Children with focal segmental glomerular sclerosis (FSGS) typically present with the full-blown nephrotic syndrome (edema, massive proteinuria, hypoalbuminemia, hypercholesterolemia). Adults can have nephrotic or sub-nephrotic proteinuria, hypertension, microscopic hematuria, or present with renal insufficiency. Patients with primary FSGS often have profound hypoalbuminemia and edema, but these are rare in secondary forms.

It is essential to obtain an extensive history including birth history (low birth weight/premature birth, congenital renal malformations), family history, medical comorbidities, pre-existing renal disease, exposure to drugs/toxins, recent viral illnesses, and family history to identify secondary causes of FSGS.


  1. Basic laboratory tests including metabolic panel, lipid panel, serum albumin
  2. urinalysis with microscopy
  3. 24-hour urine collection for protein quantification
  4. Hepatitis and HIV serology
  5. Complement levels
  6. Serum and urine protein electrophoresis in elderly to rule out paraproteinemias

Ultimately, a kidney biopsy is required to confirm the diagnosis of FSGS.

Treatment / Management

Glucocorticoids (daily or every other day) are the first line of treatment in children and adults with focal segmental glomerular sclerosis (FSGS). Patients who are resistant or intolerant to steroids are treated with immunosuppressive therapy with calcineurin inhibitors (CNI), mycophenolate mofetil, or rituximab.[27][28][29]

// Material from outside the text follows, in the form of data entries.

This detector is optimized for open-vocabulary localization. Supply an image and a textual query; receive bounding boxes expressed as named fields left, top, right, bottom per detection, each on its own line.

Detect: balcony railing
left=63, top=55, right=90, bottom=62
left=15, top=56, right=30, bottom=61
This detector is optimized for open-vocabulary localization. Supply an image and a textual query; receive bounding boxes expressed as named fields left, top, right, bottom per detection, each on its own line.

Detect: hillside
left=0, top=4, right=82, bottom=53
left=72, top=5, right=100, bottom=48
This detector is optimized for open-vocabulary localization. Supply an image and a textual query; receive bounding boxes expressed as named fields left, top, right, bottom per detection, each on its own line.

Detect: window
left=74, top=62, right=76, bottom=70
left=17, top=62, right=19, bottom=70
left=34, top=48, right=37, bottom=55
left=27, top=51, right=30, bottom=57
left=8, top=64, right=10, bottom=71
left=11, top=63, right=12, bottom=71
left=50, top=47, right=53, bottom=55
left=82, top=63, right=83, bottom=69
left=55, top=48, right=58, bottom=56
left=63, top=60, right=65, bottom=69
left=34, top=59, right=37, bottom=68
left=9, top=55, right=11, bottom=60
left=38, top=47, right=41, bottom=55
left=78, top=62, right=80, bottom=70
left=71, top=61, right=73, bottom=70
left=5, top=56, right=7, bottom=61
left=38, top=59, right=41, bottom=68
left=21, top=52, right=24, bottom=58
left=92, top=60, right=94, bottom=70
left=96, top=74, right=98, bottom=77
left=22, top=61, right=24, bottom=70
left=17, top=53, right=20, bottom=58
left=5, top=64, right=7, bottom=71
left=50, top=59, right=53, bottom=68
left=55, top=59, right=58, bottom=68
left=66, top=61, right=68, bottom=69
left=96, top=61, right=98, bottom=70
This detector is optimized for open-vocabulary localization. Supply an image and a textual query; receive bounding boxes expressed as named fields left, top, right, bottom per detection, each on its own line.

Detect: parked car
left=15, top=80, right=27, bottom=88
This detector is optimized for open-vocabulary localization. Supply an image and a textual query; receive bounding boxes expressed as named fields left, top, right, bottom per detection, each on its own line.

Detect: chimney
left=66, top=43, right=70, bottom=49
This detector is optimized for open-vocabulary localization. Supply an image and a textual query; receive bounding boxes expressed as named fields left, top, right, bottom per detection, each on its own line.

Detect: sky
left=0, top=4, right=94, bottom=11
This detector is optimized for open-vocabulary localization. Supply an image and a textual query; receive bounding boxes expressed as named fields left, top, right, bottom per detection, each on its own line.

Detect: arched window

  • Oral prednisone: 2 mg/kg/day for 6 weeks followed by 1 mg/kg/day on alternate days for 6 weeks in children and 1mg/kg/day for 3 to 6 months in adults
  • CNI: Tacrolimus (0.2 to 0.3 mg/kg/day) or cyclosporine (3 to 5 mg/kg/day) for 6 to 12 months
  • MMF: 25 to 35 mg/kg/day +/- dexamethasone

 In patients with subnephrotic proteinuria, adaptive FSGS, a trial of RAS inhibition, and sodium restriction can be tried. In other secondary forms of FSGS, removing the offending agent or treating the underlying disorder is recommended. Optimization of blood pressure, treatment of edema with diuretics, statin therapy for hypercholesterolemia and anticoagulation in select patients at risk for thrombosis/embolization are indicated. 

Children respond within a few weeks, but adults may take months to respond. Glucocorticoids are associated with a remission rate of approximately 30% compared to about 50% in patients treated with CNI. Rituximab, mTOR inhibitors, and plasmapheresis have been tried in select patients with varied results.


Several features predict outcome in FSGS including, race (Blacks have worse outcomes), degree of proteinuria, presence of renal insufficiency, histological variant (tip variant had the best outcome and collapsing variant had the worst outcome), degree of IFTA (interstitial fibrosis/tubular atrophy) and response to treatment with patients attaining partial or complete remission having better prognosis. Also, patients with primary FSGS did worse when compared to those with adaptive/secondary causes of FSGS.[30][31]